I've sorta been following the story love, and I do think you might need to consult another adult in the matter. If it is this bad, there may be a chance it will escalate. Now, I don't know this guy like you know him, but again, bullying is bullying, no matter what.
And honestly? As a person who's been a victim of bullying myself, I feel this guy is being unbelievably petty. I understand there was some rift between you two in the past, but you were willing to step up and accept your fault. That takes a lot of courage and growth to do. He doesn't have to forgive you, no, but him going out of his way to purposefully make you uncomfortable when you've apologized and meant it and have not done anything to him since...that's very petty and unhealthy behavior. In fact, it makes him a hypocrite -- why give back the treatment you were given (or at least something similar)?
I've been a victim, but I moved passed it. I didn't forgive my bully, but I didn't go out of my way to be spiteful because I just had other things to worry about. And I certainly never felt the need to bully them or anyone else for that matter. Maybe he's not passed whatever when down between you, but he should handle himself much better.

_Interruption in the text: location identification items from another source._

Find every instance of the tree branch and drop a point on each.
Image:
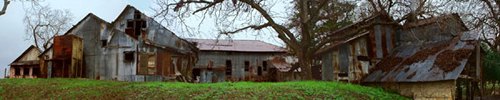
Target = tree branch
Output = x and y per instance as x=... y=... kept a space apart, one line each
x=4 y=8
x=255 y=27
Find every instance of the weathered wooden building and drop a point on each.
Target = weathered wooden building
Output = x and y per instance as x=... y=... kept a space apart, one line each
x=439 y=58
x=64 y=58
x=133 y=48
x=233 y=60
x=26 y=65
x=357 y=45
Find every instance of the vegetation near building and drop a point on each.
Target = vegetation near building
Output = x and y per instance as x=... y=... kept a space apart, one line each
x=56 y=88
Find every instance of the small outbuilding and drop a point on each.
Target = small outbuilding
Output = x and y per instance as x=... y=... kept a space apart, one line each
x=233 y=60
x=26 y=65
x=439 y=58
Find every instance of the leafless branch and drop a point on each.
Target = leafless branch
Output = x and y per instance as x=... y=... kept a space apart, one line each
x=4 y=8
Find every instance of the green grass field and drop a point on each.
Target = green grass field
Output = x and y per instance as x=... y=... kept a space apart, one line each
x=96 y=89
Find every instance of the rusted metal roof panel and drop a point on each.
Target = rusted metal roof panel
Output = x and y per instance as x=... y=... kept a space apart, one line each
x=236 y=45
x=423 y=63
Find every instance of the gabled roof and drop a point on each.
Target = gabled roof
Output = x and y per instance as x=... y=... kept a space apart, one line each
x=129 y=7
x=440 y=61
x=90 y=15
x=236 y=45
x=444 y=19
x=24 y=53
x=354 y=31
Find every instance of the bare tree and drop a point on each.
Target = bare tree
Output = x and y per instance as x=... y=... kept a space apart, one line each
x=43 y=23
x=303 y=34
x=491 y=24
x=4 y=8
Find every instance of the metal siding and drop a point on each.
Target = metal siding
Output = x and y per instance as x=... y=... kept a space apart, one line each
x=327 y=67
x=344 y=53
x=237 y=60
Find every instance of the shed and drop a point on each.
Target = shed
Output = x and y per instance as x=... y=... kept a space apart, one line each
x=26 y=65
x=238 y=60
x=356 y=47
x=430 y=66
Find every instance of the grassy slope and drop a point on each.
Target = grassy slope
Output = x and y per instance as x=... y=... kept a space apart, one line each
x=88 y=89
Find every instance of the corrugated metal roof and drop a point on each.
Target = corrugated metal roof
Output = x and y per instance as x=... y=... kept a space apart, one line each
x=236 y=45
x=445 y=62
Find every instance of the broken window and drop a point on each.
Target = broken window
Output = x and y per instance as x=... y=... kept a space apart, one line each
x=147 y=64
x=137 y=15
x=128 y=56
x=17 y=71
x=259 y=70
x=264 y=65
x=344 y=52
x=36 y=71
x=130 y=24
x=152 y=64
x=26 y=71
x=228 y=67
x=104 y=43
x=247 y=65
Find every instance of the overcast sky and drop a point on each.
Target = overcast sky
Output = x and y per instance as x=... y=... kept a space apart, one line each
x=13 y=37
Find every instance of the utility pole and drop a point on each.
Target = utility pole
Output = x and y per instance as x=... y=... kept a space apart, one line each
x=5 y=73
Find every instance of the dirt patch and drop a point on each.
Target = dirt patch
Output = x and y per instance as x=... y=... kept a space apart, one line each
x=423 y=54
x=387 y=64
x=449 y=59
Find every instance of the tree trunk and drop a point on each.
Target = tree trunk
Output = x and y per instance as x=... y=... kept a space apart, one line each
x=305 y=65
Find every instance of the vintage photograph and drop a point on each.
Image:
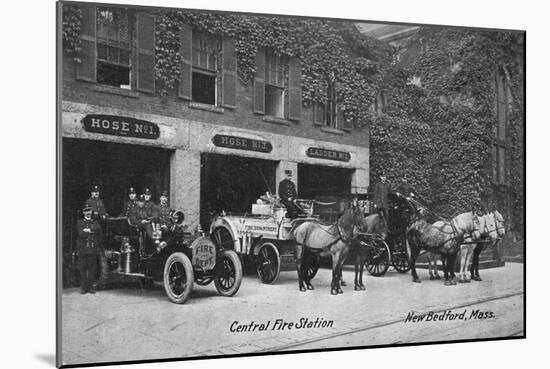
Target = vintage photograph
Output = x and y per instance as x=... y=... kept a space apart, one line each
x=241 y=184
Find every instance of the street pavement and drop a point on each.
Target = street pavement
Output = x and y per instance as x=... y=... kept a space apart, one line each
x=131 y=323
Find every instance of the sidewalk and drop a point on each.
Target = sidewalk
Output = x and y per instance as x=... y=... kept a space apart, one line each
x=135 y=324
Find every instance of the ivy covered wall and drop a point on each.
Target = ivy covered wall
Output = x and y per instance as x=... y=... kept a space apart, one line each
x=440 y=132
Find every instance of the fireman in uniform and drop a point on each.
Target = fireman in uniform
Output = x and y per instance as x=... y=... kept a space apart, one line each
x=89 y=242
x=99 y=214
x=164 y=212
x=130 y=210
x=96 y=203
x=287 y=193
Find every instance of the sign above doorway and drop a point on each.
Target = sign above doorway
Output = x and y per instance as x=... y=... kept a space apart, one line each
x=319 y=153
x=242 y=143
x=120 y=126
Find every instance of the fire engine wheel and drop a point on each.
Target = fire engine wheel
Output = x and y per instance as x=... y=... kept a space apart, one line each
x=222 y=238
x=268 y=263
x=230 y=273
x=178 y=278
x=378 y=260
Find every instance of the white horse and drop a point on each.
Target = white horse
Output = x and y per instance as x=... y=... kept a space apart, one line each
x=488 y=233
x=500 y=226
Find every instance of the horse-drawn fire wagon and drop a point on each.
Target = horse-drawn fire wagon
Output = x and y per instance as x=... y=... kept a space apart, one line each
x=264 y=236
x=176 y=263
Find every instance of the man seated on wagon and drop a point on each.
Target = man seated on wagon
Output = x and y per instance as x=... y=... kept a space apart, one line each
x=288 y=194
x=177 y=232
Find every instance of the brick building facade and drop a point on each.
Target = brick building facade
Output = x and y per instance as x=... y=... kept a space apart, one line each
x=215 y=144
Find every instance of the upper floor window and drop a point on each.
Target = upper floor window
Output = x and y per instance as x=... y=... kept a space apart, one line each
x=118 y=48
x=113 y=47
x=277 y=85
x=206 y=79
x=209 y=68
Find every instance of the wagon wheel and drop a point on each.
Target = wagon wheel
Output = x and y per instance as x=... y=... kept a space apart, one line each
x=310 y=266
x=222 y=238
x=400 y=260
x=178 y=278
x=230 y=274
x=378 y=261
x=268 y=263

I think going to an adult, someone you trust, needs to happen. Because this is affecting your ability to function in your class, and that can affect your ability to perform there as well. And I feel your counselor believed in him because you went to her and he wasn't there. So she most likely went to him with what YOU said and he did some "oh, it's just a misunderstanding".
So you might need to sit down, the both of you, and talk it out with an adult ( if not more -- like your parents). Because this can't and shouldn't, continue. His attitude shouldn't continue like this because it actually makes me wonder how he's like with other people or how he could potentially be like.
These are my two cents, and you shouldn't rush if you're still uncomfortable. But please -- make sure you have people around you to support you and work with you through this. This is not something you should endure just because "I did wrong in the past, so this is what I deserve". You also owned up to it, and meant it with your heart. If he can't recognize that, that's his problem.